I occasionally think about that not-so-slow transition of society whenever I’m watching new paradigm-changing technology pop up. The release of GPT-4 this week and the ridiculous hype around large language models in general the past few years, keeps bringing it back to mind.
The reason I keep thinking about navigation apps is because it massively changed how people go from place to place, while very few of us even realize how much of a change it was. It’s convenience and overall harmlessness meant we just accepted it. It’s effect is simultaneously pervasive, but also invisible.

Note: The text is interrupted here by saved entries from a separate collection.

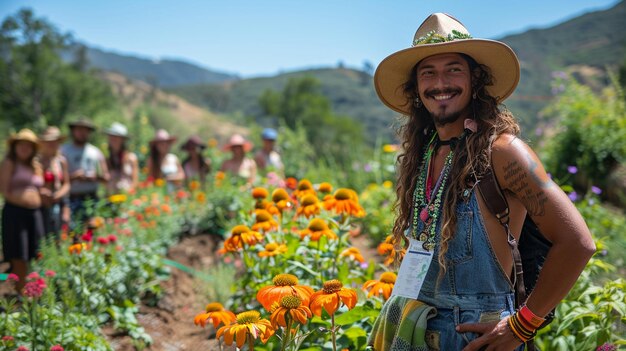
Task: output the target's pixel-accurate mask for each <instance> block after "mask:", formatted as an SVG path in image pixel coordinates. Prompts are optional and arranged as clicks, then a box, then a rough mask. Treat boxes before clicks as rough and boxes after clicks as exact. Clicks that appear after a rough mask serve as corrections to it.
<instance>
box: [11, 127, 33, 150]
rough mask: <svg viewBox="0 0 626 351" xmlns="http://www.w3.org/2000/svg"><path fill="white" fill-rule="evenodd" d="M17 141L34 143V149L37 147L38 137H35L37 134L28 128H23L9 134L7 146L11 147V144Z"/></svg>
mask: <svg viewBox="0 0 626 351" xmlns="http://www.w3.org/2000/svg"><path fill="white" fill-rule="evenodd" d="M18 141H28V142H31V143H33V144H34V145H35V149H38V148H39V139H38V138H37V135H35V133H34V132H33V131H32V130H30V129H27V128H24V129H22V130H20V131H19V132H17V133H15V134H11V136H10V137H9V139H8V140H7V144H8V145H9V148H11V147H12V146H13V144H15V143H16V142H18Z"/></svg>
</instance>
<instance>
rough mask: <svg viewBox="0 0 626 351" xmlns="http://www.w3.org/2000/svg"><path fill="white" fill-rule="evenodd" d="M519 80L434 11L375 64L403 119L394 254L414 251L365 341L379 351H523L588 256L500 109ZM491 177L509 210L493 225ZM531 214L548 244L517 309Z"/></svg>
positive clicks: (509, 60) (515, 63)
mask: <svg viewBox="0 0 626 351" xmlns="http://www.w3.org/2000/svg"><path fill="white" fill-rule="evenodd" d="M519 75H520V69H519V62H518V60H517V57H516V55H515V53H514V52H513V50H512V49H511V48H510V47H508V46H507V45H506V44H504V43H501V42H498V41H493V40H486V39H475V38H472V37H471V35H470V34H469V32H468V31H467V29H466V28H465V27H464V26H463V25H462V24H461V23H460V22H459V21H458V20H457V19H455V18H453V17H451V16H450V15H447V14H443V13H435V14H433V15H431V16H429V17H428V18H427V19H426V20H425V21H424V22H423V23H422V24H421V26H420V27H419V28H418V30H417V32H416V34H415V37H414V40H413V42H412V46H411V47H410V48H408V49H404V50H400V51H398V52H396V53H393V54H391V55H390V56H388V57H387V58H385V59H384V60H383V61H382V62H381V63H380V65H379V66H378V68H377V70H376V73H375V76H374V84H375V88H376V92H377V93H378V96H379V97H380V99H381V101H382V102H383V103H384V104H385V105H387V106H388V107H389V108H391V109H392V110H394V111H397V112H399V113H401V114H402V115H404V116H405V117H406V123H405V124H404V125H403V126H401V128H400V130H399V132H400V135H401V137H402V145H403V151H402V152H401V154H400V155H399V157H398V173H399V174H398V186H397V196H398V198H397V202H396V204H397V208H398V216H397V218H396V220H395V223H394V227H393V238H394V240H395V243H396V246H397V248H398V249H400V248H401V247H402V246H404V247H405V248H406V247H407V245H408V250H407V251H406V254H405V256H404V259H403V261H402V265H401V266H400V270H399V274H398V279H397V280H396V283H395V286H394V294H393V296H392V297H391V298H390V299H389V300H388V301H387V302H386V303H385V305H384V307H383V311H382V312H381V315H380V317H379V318H378V320H377V322H376V324H375V326H374V330H373V332H372V334H371V335H370V339H369V344H370V345H371V346H372V347H373V348H374V349H375V350H377V351H382V350H394V349H395V350H399V349H402V350H404V349H408V348H402V347H403V346H404V347H406V344H407V343H408V344H409V345H410V346H411V347H417V346H423V347H428V348H430V349H437V350H461V349H463V350H466V351H467V350H479V349H489V350H513V349H516V348H520V349H521V348H523V346H520V345H522V343H523V342H526V341H528V340H530V339H532V337H533V336H534V333H535V330H536V329H537V328H538V326H539V325H540V324H542V322H543V319H544V317H545V316H546V315H547V314H548V313H549V312H550V311H551V310H552V309H553V308H554V307H555V306H556V304H557V303H558V302H559V301H560V300H561V299H562V298H563V297H564V296H565V295H566V294H567V293H568V291H569V290H570V289H571V287H572V285H573V284H574V282H575V281H576V279H577V278H578V276H579V275H580V272H581V271H582V270H583V268H584V267H585V264H586V263H587V261H588V260H589V258H590V257H591V255H593V253H594V251H595V245H594V242H593V240H592V238H591V235H590V233H589V229H588V228H587V226H586V224H585V222H584V221H583V219H582V217H581V216H580V214H579V213H578V211H577V210H576V208H575V207H574V205H573V204H572V203H571V201H570V200H569V199H568V197H567V196H566V195H565V194H564V193H563V191H561V189H560V188H559V187H558V186H557V185H556V184H555V183H554V182H552V180H551V179H550V177H549V176H548V175H547V174H546V171H545V170H544V168H543V166H542V165H541V162H540V161H539V159H538V158H537V156H536V155H535V153H534V152H533V151H532V150H531V149H530V148H529V147H528V146H527V145H526V144H525V143H524V142H523V141H522V140H521V139H519V138H518V137H517V135H518V134H519V126H518V124H517V122H516V121H515V118H514V117H513V116H512V115H511V113H510V112H508V111H506V110H504V109H501V107H500V105H499V104H500V103H502V101H504V99H506V98H507V97H508V96H509V95H511V94H512V93H513V91H514V89H515V87H516V86H517V83H518V81H519ZM489 176H491V178H489ZM490 179H491V180H493V181H494V182H497V184H499V186H500V188H501V189H502V192H503V194H504V197H505V199H506V201H507V202H508V209H510V212H506V213H500V214H499V217H498V218H496V216H495V215H493V214H492V212H491V211H490V207H488V206H490V205H492V204H491V203H490V202H487V201H485V200H483V198H482V197H480V196H477V191H476V190H478V188H481V191H482V185H481V184H480V183H481V182H483V183H485V182H487V181H488V180H490ZM476 185H478V186H476ZM527 213H528V214H529V215H530V217H531V218H532V220H533V221H534V222H535V223H536V224H537V226H538V228H539V229H540V231H541V233H543V235H544V236H545V238H546V239H547V240H549V241H550V242H551V243H552V248H551V249H550V253H549V255H548V257H547V258H546V260H545V263H544V265H543V269H542V270H541V272H540V274H539V278H538V281H537V283H536V286H535V288H534V290H533V291H532V292H531V293H530V295H529V296H528V297H527V298H526V299H524V300H523V301H519V303H520V304H521V306H522V307H521V308H520V309H519V310H517V311H516V309H515V304H514V300H515V296H516V295H515V293H514V288H515V287H516V286H519V284H517V285H516V283H518V282H519V279H516V275H515V274H516V273H521V272H520V271H521V270H514V266H513V261H514V259H513V258H512V252H514V251H513V247H514V246H516V245H517V240H519V238H520V233H521V230H522V224H523V223H524V220H525V217H526V214H527ZM499 219H500V221H499ZM503 228H504V229H506V230H503ZM509 245H511V246H509ZM517 296H519V295H517ZM407 324H411V325H410V326H407ZM408 329H410V330H411V331H412V333H413V331H414V330H415V331H416V332H415V333H417V334H411V335H408V334H407V333H406V331H407V330H408ZM418 332H421V334H419V333H418ZM416 335H421V340H419V339H420V338H417V337H416ZM424 344H425V345H424ZM411 349H413V348H411Z"/></svg>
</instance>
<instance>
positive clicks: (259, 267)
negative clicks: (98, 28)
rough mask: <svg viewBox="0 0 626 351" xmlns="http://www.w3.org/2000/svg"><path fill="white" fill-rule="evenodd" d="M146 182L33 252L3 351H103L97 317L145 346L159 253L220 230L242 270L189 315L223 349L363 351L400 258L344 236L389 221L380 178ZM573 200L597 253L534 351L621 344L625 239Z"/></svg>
mask: <svg viewBox="0 0 626 351" xmlns="http://www.w3.org/2000/svg"><path fill="white" fill-rule="evenodd" d="M155 183H156V184H155V185H147V186H143V187H142V188H141V189H139V190H138V191H137V193H136V194H133V195H132V196H130V195H129V197H128V198H126V196H123V195H122V196H118V197H113V198H111V199H110V204H109V205H106V206H101V207H100V208H99V210H98V213H97V214H98V216H97V217H96V220H95V221H94V223H93V226H92V227H93V228H92V229H89V230H85V231H84V232H81V233H64V234H63V235H62V236H61V238H60V239H59V240H57V241H49V242H47V243H45V244H44V245H43V250H42V253H41V257H40V258H39V259H38V260H37V262H36V263H35V266H34V270H35V272H39V273H33V274H31V275H30V276H29V278H28V280H29V281H28V282H27V286H28V288H27V289H26V291H25V295H24V298H23V300H22V301H21V302H19V303H18V302H16V301H15V300H3V301H2V308H3V309H5V310H6V311H8V313H5V314H4V315H3V316H2V317H1V318H0V335H2V336H3V338H2V340H1V341H0V350H16V349H18V347H21V349H20V350H26V349H28V350H33V351H35V350H52V349H54V350H57V351H58V350H63V349H64V350H110V346H108V344H107V342H106V340H105V339H104V337H103V336H102V335H101V333H100V332H99V326H101V325H103V324H105V323H110V324H112V325H113V326H114V327H115V328H117V329H120V330H123V331H126V332H127V333H128V334H129V335H130V336H131V337H133V338H134V340H135V343H136V346H137V348H139V349H140V348H141V347H143V346H146V345H148V344H150V342H151V340H150V336H149V335H147V334H146V333H145V332H144V330H143V329H142V328H141V326H140V325H139V324H138V322H137V320H136V318H135V314H136V313H137V311H138V307H137V306H138V304H139V303H140V302H143V303H150V302H152V303H154V302H156V299H158V298H159V295H160V293H161V291H160V285H159V283H160V281H161V280H162V279H166V278H167V276H168V269H167V267H165V266H164V264H163V261H162V258H163V257H164V256H165V253H166V251H167V248H168V247H169V246H171V245H172V244H174V243H175V242H176V241H177V238H178V235H179V234H180V233H181V232H182V231H189V230H190V229H194V228H200V229H199V230H203V231H204V230H210V231H215V230H220V229H221V228H226V231H227V232H228V234H227V235H226V236H227V237H226V238H225V241H224V243H223V247H222V248H221V249H220V251H219V252H220V254H221V255H223V256H222V258H223V260H222V261H223V263H221V264H220V265H228V266H231V267H238V268H236V272H237V274H236V279H234V280H233V281H229V282H220V281H217V280H215V281H213V282H212V283H211V285H214V286H215V289H217V290H219V293H220V294H219V299H217V298H216V299H215V300H214V301H207V302H210V303H209V304H208V305H207V307H206V310H205V311H203V312H202V313H199V314H198V316H196V318H195V320H194V322H195V323H196V324H198V325H200V326H202V327H205V326H207V325H210V326H212V327H210V328H215V330H216V333H215V337H216V338H217V339H218V340H219V344H220V347H221V345H222V344H227V345H229V344H233V345H237V346H238V347H243V348H246V347H247V348H248V349H256V350H320V349H323V350H337V349H349V350H364V349H365V348H366V339H367V335H368V333H369V331H370V330H371V327H372V325H373V322H374V319H375V317H376V316H377V315H378V313H379V311H380V308H381V306H382V303H383V302H384V300H385V299H386V298H388V297H389V295H390V293H391V291H392V289H393V283H394V281H395V274H394V273H393V272H392V271H390V270H389V266H388V265H389V264H391V262H392V260H393V257H395V256H396V255H401V254H402V252H396V250H395V249H394V245H393V243H392V242H391V241H390V239H389V238H387V240H384V241H383V242H382V243H381V244H380V245H378V252H379V253H380V254H381V255H382V257H381V261H383V260H384V264H377V263H376V262H375V261H374V260H370V261H369V262H367V261H365V260H364V258H363V256H362V255H361V253H360V252H359V250H358V249H357V248H356V247H354V246H353V245H352V244H351V241H352V240H353V236H354V234H355V229H356V228H358V227H359V226H361V225H362V226H364V228H363V230H364V232H367V233H372V232H373V231H374V230H373V229H378V230H381V228H384V226H382V225H381V224H380V223H381V222H382V221H383V220H388V218H391V217H392V214H391V211H390V204H389V199H390V198H392V196H393V195H392V194H391V192H392V190H391V186H390V184H386V183H383V184H381V185H373V186H370V187H368V188H367V189H365V191H364V192H363V193H361V196H360V199H359V196H358V195H357V193H356V192H355V191H354V190H351V189H337V190H335V189H333V188H332V186H331V185H330V184H328V183H321V184H319V185H317V186H313V185H312V184H311V183H310V182H309V181H307V180H302V181H300V182H295V181H293V180H292V181H291V182H287V186H285V187H284V188H273V189H268V188H255V189H253V190H252V192H251V193H250V191H241V189H240V188H239V187H238V186H233V185H231V184H230V183H229V182H227V181H224V179H223V176H216V178H215V183H214V184H211V185H210V186H209V187H208V189H199V188H198V186H197V184H196V185H193V184H192V186H191V187H190V189H189V190H188V191H178V192H177V193H175V194H171V195H170V194H166V192H165V187H164V186H163V184H160V182H155ZM251 195H252V196H251ZM591 196H593V195H591ZM359 200H361V201H359ZM363 205H364V206H365V209H364V208H363ZM577 205H578V206H579V209H580V210H581V212H582V213H583V215H584V216H585V218H586V219H587V221H588V223H589V225H590V227H591V229H592V231H593V232H594V234H596V242H597V244H598V247H599V248H600V250H601V255H598V256H597V257H596V258H594V259H592V261H591V263H590V265H589V267H588V268H587V269H586V270H585V272H584V274H583V276H582V278H581V279H580V280H579V282H578V283H577V285H576V286H575V288H574V290H573V291H572V294H570V296H569V297H568V298H567V299H566V300H565V301H564V302H563V303H561V304H560V305H559V308H558V311H557V312H558V316H557V320H556V321H555V322H553V323H552V324H551V325H550V326H549V327H548V328H547V329H545V330H543V331H542V333H543V336H544V337H543V338H541V337H540V339H539V340H538V342H539V344H540V345H541V346H542V348H543V349H548V350H550V349H559V347H566V348H567V347H573V346H576V347H579V346H585V349H593V348H596V347H598V346H599V345H603V344H605V343H607V342H608V343H611V344H609V345H612V344H613V343H614V344H615V345H618V344H620V343H624V337H623V333H624V330H625V329H624V320H623V318H624V316H625V315H626V301H625V300H624V299H625V294H624V291H625V290H626V284H625V283H624V280H623V279H620V278H615V276H616V274H615V272H618V273H617V276H619V272H620V269H622V270H623V267H624V264H623V258H621V260H622V261H619V260H620V258H619V252H620V251H619V250H618V251H617V253H618V255H617V256H616V254H615V253H614V251H613V250H609V248H612V247H614V245H615V244H616V243H617V245H618V247H619V245H620V244H619V243H620V242H621V243H622V244H621V245H623V241H619V240H620V239H619V238H620V233H621V232H622V231H623V229H624V228H626V223H624V220H623V218H622V219H620V217H611V216H610V214H609V213H606V211H605V210H604V209H603V208H602V207H599V206H598V204H591V203H590V202H589V201H581V202H579V203H577ZM367 213H369V214H368V215H367V216H365V217H363V216H364V215H366V214H367ZM372 217H373V218H372ZM609 218H611V220H609ZM376 225H379V226H380V227H376ZM386 226H388V223H387V224H386ZM383 230H385V229H383ZM386 230H388V228H387V229H386ZM598 233H602V235H598ZM373 241H379V240H377V239H373ZM608 261H612V262H613V263H614V265H610V264H608V263H607V262H608ZM216 268H217V267H216ZM377 272H378V273H382V274H377ZM375 276H376V277H378V279H374V277H375ZM607 278H609V279H607ZM142 300H143V301H142ZM230 311H234V312H236V313H237V314H236V315H235V314H234V313H233V312H230ZM191 322H192V321H190V323H191ZM209 334H211V335H212V333H209V332H207V335H209ZM244 345H246V346H244ZM563 345H565V346H563Z"/></svg>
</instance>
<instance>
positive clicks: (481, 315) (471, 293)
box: [417, 189, 523, 351]
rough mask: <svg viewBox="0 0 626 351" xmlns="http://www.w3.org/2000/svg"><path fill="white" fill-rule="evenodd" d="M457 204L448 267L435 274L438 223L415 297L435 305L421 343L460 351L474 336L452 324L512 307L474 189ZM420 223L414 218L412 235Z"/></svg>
mask: <svg viewBox="0 0 626 351" xmlns="http://www.w3.org/2000/svg"><path fill="white" fill-rule="evenodd" d="M459 202H460V203H459V204H458V205H457V229H456V233H455V235H454V238H453V239H452V240H451V241H450V242H449V244H448V252H447V253H446V262H447V263H448V268H447V270H446V272H445V274H444V275H443V276H442V277H439V271H440V267H439V264H438V262H437V257H438V255H439V242H440V240H441V237H440V230H441V221H439V223H437V230H436V235H437V236H436V243H437V245H436V247H435V249H434V255H433V262H432V263H431V265H430V268H429V270H428V273H427V275H426V280H425V281H424V285H423V286H422V289H421V291H420V294H419V298H418V300H420V301H423V302H425V303H426V304H428V305H430V306H433V307H435V308H436V309H437V315H436V316H435V317H433V318H431V319H429V320H428V326H427V333H426V342H427V344H428V346H429V347H430V349H431V350H446V351H451V350H461V349H463V347H465V346H466V345H467V344H468V343H469V342H470V341H472V340H474V339H475V338H477V337H478V336H479V335H477V334H474V333H458V332H457V331H456V330H455V327H456V326H457V325H459V324H462V323H484V322H493V321H498V320H500V319H502V318H505V317H506V316H509V315H511V314H512V313H513V312H514V311H515V305H514V290H513V286H512V285H511V283H510V281H509V279H508V278H507V274H506V273H505V272H504V271H503V269H502V266H501V265H500V264H499V262H498V260H497V258H496V255H495V252H494V250H493V248H492V246H491V243H490V241H489V237H488V234H487V230H486V229H485V225H484V223H483V217H482V214H481V212H480V209H479V207H478V201H477V199H476V191H475V189H472V190H471V192H470V193H469V196H468V197H467V198H463V199H461V200H460V201H459ZM423 227H424V223H423V222H422V221H421V220H420V221H419V222H418V228H417V229H418V230H417V233H420V232H421V230H422V229H423ZM502 235H504V233H503V234H502ZM520 349H523V346H521V348H520Z"/></svg>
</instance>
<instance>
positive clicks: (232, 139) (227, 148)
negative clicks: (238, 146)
mask: <svg viewBox="0 0 626 351" xmlns="http://www.w3.org/2000/svg"><path fill="white" fill-rule="evenodd" d="M233 146H242V147H243V150H244V151H245V152H248V151H250V150H252V143H251V142H249V141H247V140H246V138H244V137H243V136H242V135H241V134H233V136H231V137H230V139H228V143H226V145H224V146H223V147H222V150H230V149H231V148H232V147H233Z"/></svg>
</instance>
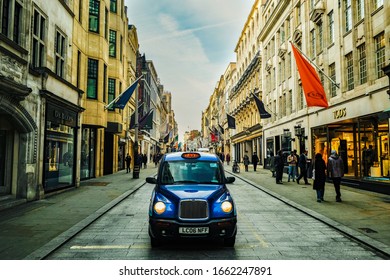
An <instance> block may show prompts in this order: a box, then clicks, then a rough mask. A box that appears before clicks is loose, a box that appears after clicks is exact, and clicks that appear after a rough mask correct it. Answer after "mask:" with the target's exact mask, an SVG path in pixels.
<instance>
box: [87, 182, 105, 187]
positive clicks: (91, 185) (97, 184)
mask: <svg viewBox="0 0 390 280" xmlns="http://www.w3.org/2000/svg"><path fill="white" fill-rule="evenodd" d="M108 184H110V182H82V183H81V185H82V186H103V187H104V186H107V185H108Z"/></svg>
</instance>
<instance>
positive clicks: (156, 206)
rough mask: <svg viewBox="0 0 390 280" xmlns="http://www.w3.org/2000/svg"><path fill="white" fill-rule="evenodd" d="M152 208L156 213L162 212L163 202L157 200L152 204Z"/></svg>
mask: <svg viewBox="0 0 390 280" xmlns="http://www.w3.org/2000/svg"><path fill="white" fill-rule="evenodd" d="M153 208H154V211H155V212H156V213H157V214H159V215H161V214H162V213H164V212H165V209H166V206H165V203H164V202H161V201H159V202H156V204H154V207H153Z"/></svg>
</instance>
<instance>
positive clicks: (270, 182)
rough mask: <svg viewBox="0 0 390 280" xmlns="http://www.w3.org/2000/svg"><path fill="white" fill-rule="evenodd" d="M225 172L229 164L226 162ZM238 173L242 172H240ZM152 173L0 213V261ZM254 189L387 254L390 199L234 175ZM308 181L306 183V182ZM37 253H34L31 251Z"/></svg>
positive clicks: (105, 206) (121, 198) (31, 244)
mask: <svg viewBox="0 0 390 280" xmlns="http://www.w3.org/2000/svg"><path fill="white" fill-rule="evenodd" d="M225 168H226V171H228V172H230V171H231V165H230V166H227V165H226V164H225ZM241 170H243V169H241ZM156 171H157V169H156V168H155V167H154V166H150V167H148V168H147V169H142V170H141V173H140V178H139V179H132V173H131V174H127V173H126V172H125V171H120V172H118V173H116V174H112V175H107V176H104V177H100V178H95V179H91V180H88V181H83V182H82V184H81V187H79V188H74V189H71V190H68V191H65V192H62V193H60V194H56V195H52V196H49V197H47V198H46V199H43V200H40V201H35V202H30V203H24V204H22V205H18V206H15V207H13V208H10V209H7V210H2V211H0V259H3V260H4V259H8V260H20V259H24V258H27V259H35V258H37V256H39V254H40V253H41V252H42V251H44V250H49V249H50V246H52V245H53V243H54V245H55V243H56V242H57V243H58V242H60V241H61V238H62V239H65V238H67V237H69V236H71V235H72V234H75V233H77V231H78V230H80V229H82V228H83V227H85V226H86V225H88V223H89V222H91V221H93V219H95V218H96V217H98V216H99V215H102V214H103V213H104V212H105V211H107V210H109V209H110V208H111V207H113V206H115V204H116V203H118V201H120V200H122V199H123V198H124V197H126V196H128V195H129V194H130V193H131V192H132V191H134V190H135V189H137V188H138V187H139V186H140V185H141V184H143V183H144V182H145V178H146V177H147V176H152V175H154V174H155V173H156ZM235 175H238V176H240V177H241V178H242V179H244V180H248V181H250V182H253V183H255V184H256V185H257V186H258V188H260V189H262V190H264V191H266V192H268V193H269V194H270V195H272V196H274V197H277V198H279V199H281V200H283V201H284V202H286V203H288V204H290V205H292V206H293V207H295V208H297V209H300V210H302V211H304V212H306V213H309V214H310V215H312V216H313V217H316V218H317V219H320V220H322V221H324V222H326V223H328V224H330V225H331V226H334V227H337V228H339V229H340V230H342V231H343V232H345V233H347V234H349V235H351V236H355V237H358V238H359V239H360V240H362V242H365V243H366V244H370V245H372V246H374V247H376V248H379V249H381V250H383V252H386V253H387V254H390V196H389V195H383V194H378V193H373V192H368V191H361V190H357V189H353V188H349V187H344V186H342V190H341V193H342V199H343V202H342V203H336V202H335V192H334V188H333V185H332V184H329V183H327V184H326V191H325V202H322V203H318V202H316V196H315V191H314V190H313V189H312V186H308V185H302V183H301V185H298V184H297V183H296V182H286V181H287V176H286V174H283V181H284V184H283V185H277V184H276V183H275V178H272V177H271V172H270V171H269V170H266V169H263V168H262V167H259V168H258V169H257V171H256V172H254V171H253V168H250V169H249V172H241V173H240V174H235ZM309 181H310V182H312V181H311V180H309ZM36 252H39V253H36Z"/></svg>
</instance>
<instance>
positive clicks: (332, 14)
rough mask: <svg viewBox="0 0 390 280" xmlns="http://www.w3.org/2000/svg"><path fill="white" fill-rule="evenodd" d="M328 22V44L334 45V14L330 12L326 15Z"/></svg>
mask: <svg viewBox="0 0 390 280" xmlns="http://www.w3.org/2000/svg"><path fill="white" fill-rule="evenodd" d="M328 21H329V29H328V30H329V44H333V43H334V14H333V11H331V12H330V13H329V14H328Z"/></svg>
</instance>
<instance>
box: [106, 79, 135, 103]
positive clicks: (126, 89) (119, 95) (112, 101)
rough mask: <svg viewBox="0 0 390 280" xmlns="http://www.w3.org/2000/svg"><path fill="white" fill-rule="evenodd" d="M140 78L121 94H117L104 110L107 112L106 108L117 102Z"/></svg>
mask: <svg viewBox="0 0 390 280" xmlns="http://www.w3.org/2000/svg"><path fill="white" fill-rule="evenodd" d="M141 78H142V75H141V76H140V77H138V79H137V80H135V81H134V83H132V84H131V85H130V86H129V87H128V88H126V89H125V90H124V91H123V92H122V93H121V94H119V95H118V96H117V97H116V98H115V99H114V100H112V101H111V102H110V103H109V104H107V105H106V106H104V110H107V108H109V107H110V106H111V105H112V104H114V103H115V102H117V101H118V99H119V98H121V96H122V95H123V94H124V93H125V92H126V91H127V90H128V89H129V88H131V87H132V86H133V85H134V84H135V83H137V82H138V80H139V79H141Z"/></svg>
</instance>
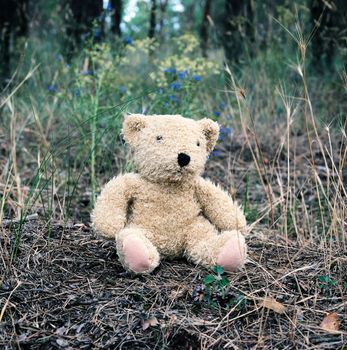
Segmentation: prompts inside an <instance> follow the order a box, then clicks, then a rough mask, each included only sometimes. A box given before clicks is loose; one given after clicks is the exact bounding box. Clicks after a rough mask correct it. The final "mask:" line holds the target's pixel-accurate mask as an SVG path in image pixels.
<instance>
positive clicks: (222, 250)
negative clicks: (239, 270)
mask: <svg viewBox="0 0 347 350" xmlns="http://www.w3.org/2000/svg"><path fill="white" fill-rule="evenodd" d="M245 259H246V246H245V239H244V237H243V236H241V235H235V237H232V238H230V239H229V240H228V241H227V242H226V243H225V245H224V247H223V248H222V250H221V252H220V253H219V255H218V258H217V265H220V266H223V267H224V269H225V270H226V271H235V270H237V269H238V268H240V267H242V266H243V264H244V263H245Z"/></svg>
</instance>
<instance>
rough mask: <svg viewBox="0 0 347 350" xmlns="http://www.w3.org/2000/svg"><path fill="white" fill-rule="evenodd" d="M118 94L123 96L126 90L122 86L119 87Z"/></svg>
mask: <svg viewBox="0 0 347 350" xmlns="http://www.w3.org/2000/svg"><path fill="white" fill-rule="evenodd" d="M119 92H120V93H122V94H125V93H126V92H127V88H126V87H125V86H124V85H120V86H119Z"/></svg>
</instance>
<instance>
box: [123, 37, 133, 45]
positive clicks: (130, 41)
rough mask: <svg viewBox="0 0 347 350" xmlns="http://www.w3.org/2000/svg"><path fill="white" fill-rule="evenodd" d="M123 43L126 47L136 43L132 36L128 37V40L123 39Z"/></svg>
mask: <svg viewBox="0 0 347 350" xmlns="http://www.w3.org/2000/svg"><path fill="white" fill-rule="evenodd" d="M123 43H124V44H125V45H132V44H133V43H134V42H133V39H132V38H131V37H130V36H127V37H126V38H124V39H123Z"/></svg>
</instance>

But even “harmless” navigation systems have downsides to them. Now that they’re ubiquitous and will route around traffic, people have noticed that traffic is being routed to side streets and causing traffic issues because those roads weren’t designed with that kind of traffic flow in mind. There’s also endless stories about people trusting the navigation system too much and driving into lakes, construction areas, or undeveloped wilderness. These issues aren’t within the technology itself, but issues in how we humans apply the technology to our lives.
Which is why I look at LLMs and worry. I’m no futurist nor visionary, but it’s obvious that the technology isn’t going to go away — we’re all going to be using a descendant of these things in some form in the future. It’s going to take society somewhere and we won’t know if it’s a net good or bad place until we get there. The lasting effect of a technology isn’t usually what it enables individuals to do, but the emergent effects that manifest when huge amounts of individuals use the technology in their lives.